La thèse centrale est toujours la même : les banlieusards se trouvent dans une situation réellement défavorisée par rapport aux habitants des beaux quartiers, leur réussite (scolaire, sociale) est incomparablement plus difficile, leurs chances sont nettement moindres, ils souffrent à la fois d'un déficit de ressources, de processus de discrimination, de sollicitations néfastes (notamment les plus jeunes), etc. Toute une partie (alternée) de la chanson Banlieusard est un réquisitoire contre la situation des jeunes de banlieue, qui lui a d'ailleurs un jour attiré les foudres d'un député, choqué que l'on puisse affirmer qu'il y a "deux France", tant les situations entre les catégories sociales sont inégales.

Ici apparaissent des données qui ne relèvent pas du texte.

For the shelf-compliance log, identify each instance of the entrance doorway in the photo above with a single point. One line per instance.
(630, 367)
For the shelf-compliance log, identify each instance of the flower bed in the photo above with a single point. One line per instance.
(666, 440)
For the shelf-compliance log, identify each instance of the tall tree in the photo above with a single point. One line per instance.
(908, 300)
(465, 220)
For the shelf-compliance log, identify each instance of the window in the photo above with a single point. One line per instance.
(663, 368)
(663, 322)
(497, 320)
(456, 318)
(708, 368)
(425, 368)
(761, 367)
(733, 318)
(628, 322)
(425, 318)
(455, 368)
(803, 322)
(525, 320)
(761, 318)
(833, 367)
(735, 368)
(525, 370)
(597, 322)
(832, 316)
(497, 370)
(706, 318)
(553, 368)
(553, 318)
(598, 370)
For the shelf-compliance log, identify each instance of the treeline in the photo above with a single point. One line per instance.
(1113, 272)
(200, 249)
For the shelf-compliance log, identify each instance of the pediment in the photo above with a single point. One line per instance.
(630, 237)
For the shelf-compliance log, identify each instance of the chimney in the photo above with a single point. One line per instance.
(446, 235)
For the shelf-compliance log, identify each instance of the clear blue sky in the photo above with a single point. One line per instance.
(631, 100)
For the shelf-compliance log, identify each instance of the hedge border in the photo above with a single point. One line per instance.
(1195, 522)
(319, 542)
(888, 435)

Mais inversement, cette inégalité sociale ne remet pas du tout en cause, pour Kery James, la liberté des individus, et donc leur responsabilité individuelle. Ce sont eux, et eux seuls, qui doivent choisir ce que sera leur comportement dans leur situation. Travailer à l'école, ou non. Trafiquer, ou non. Brûler des poubelles, des voitures ou des locaux, ou non. S'anesthésier eux-mêmes au hashich, ou non. Ce n'est pas la situation (ou l'Etat) qui prendra ces décisions, mais eux-mêmes, et ils seront responsables de ce choix. C'est l'autre versant de la chanson.

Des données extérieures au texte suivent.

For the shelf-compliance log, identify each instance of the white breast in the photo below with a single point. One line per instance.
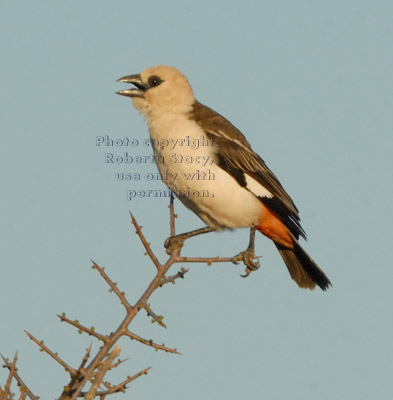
(191, 172)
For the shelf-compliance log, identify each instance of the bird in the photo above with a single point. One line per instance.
(214, 172)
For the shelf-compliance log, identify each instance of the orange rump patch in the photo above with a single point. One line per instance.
(271, 226)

Cette position de Kery James fait beaucoup de mécontents ; mais c'est celle qui correspond le plus à la théorie sartrienne. Et c'est sans doute ausi, philosophiquement, la plus intéressante. Nous travaillerons en classe sur deux supports : la chanson "banlieusard", et la pièce de théâtre. Libre à vous de regarder le film, qui est assez réussi mais qui n'apporte rien de nouveau par rapport aux deux autres. Nous soulignerons au passage le fait que Kery James est l'un des rares artistes contemporains à pratiquer réellement la polyphonie des idées ; dans son dialogue avec Orelsan, ce sont bien deux points de vue qui sont exposés, aucun n'étant le simple faire-valoir de l'autre. Dans la pièce de théâtre, sous le prétexte d'un concours d'éloquence lettant en présence deux candidats à la magistrature, ce sont bien deux discours qui s'affrontent. Et s'ils s'affrontent, c'est justement parce que l'un comme l'autre s'articulent dans la prise de position de Kery James : il y a bien une responsabilité de l'Etat dans la situation actuelle des banlieues ; mais cela n'abolit pas la responsabilité individuelle de ceux qui y vivent, dans les choix qu'ils effectuent.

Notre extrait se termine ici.